A few years back, Google made waves when it claimed that some of its hardware had achieved quantum supremacy, performing operations that would be effectively impossible to simulate on a classical computer. That claim didn’t hold up especially well, as mathematicians later developed methods to help classical computers catch up, leading the company to repeat the work on an improved processor.
While this back-and-forth was unfolding, the field became less focused on quantum supremacy and more on two additional measures of success. The first is quantum utility, in which a quantum computer performs computations that are useful in some practical way. The second is quantum advantage, in which a quantum system completes calculations in a fraction of the time it would take a typical computer. (IBM and a startup called Pasqual have published a useful discussion about what would be required to verifiably demonstrate a quantum advantage.)

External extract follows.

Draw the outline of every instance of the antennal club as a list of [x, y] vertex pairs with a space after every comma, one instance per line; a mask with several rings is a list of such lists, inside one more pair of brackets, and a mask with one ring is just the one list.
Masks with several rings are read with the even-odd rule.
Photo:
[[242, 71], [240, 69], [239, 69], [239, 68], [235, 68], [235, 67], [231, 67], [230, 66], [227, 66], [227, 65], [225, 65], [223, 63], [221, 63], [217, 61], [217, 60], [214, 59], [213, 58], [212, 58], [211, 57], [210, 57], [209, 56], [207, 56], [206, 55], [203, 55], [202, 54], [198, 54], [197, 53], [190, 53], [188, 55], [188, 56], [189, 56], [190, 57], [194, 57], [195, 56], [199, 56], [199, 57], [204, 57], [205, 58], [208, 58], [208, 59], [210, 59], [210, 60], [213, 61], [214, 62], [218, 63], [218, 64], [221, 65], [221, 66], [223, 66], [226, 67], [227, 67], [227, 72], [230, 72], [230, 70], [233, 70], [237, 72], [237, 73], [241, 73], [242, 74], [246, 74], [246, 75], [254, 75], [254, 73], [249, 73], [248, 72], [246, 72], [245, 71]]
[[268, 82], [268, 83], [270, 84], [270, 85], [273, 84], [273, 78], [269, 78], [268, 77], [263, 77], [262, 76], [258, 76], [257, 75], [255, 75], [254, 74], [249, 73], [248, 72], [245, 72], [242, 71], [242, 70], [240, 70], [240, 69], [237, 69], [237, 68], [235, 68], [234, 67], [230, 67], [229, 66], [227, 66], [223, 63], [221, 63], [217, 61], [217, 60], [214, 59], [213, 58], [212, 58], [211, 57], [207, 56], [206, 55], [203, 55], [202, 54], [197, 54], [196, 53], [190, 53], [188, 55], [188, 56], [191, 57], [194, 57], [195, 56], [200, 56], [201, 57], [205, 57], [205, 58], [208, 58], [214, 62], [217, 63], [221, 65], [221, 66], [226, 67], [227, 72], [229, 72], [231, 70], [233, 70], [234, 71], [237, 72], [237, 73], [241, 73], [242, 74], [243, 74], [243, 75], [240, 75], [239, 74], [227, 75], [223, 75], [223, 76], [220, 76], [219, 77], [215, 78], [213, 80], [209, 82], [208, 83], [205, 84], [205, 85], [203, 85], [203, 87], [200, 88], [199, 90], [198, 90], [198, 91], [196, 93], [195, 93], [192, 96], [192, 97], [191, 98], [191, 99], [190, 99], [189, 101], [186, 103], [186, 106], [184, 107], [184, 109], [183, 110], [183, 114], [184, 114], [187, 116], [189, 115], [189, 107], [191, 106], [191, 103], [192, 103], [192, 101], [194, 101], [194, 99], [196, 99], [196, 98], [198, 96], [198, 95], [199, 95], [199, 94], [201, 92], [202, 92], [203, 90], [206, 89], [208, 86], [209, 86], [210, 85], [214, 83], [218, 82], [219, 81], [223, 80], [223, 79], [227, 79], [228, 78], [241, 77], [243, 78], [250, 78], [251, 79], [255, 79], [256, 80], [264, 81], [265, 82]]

Today, Google and a large collection of academic collaborators are publishing a paper describing a computational approach that demonstrates a quantum advantage compared to current algorithms—and may actually help us achieve something useful.
Out of time
Google’s latest effort centers on something it’s calling “quantum echoes.” The approach could be described as a series of operations on the hardware qubits that make up its machine. These qubits hold a single bit of quantum information in a superposition between two values, with probabilities of finding the qubit in one value or the other when it’s measured. Each qubit is entangled with its neighbors, allowing its probability to influence those of all the qubits around it. The operations that allow computation, called gates, are ways of manipulating these probabilities. Most current hardware, including Google’s, perform manipulations on one or two qubits at a time (termed one- and two-qubit gates, respectively.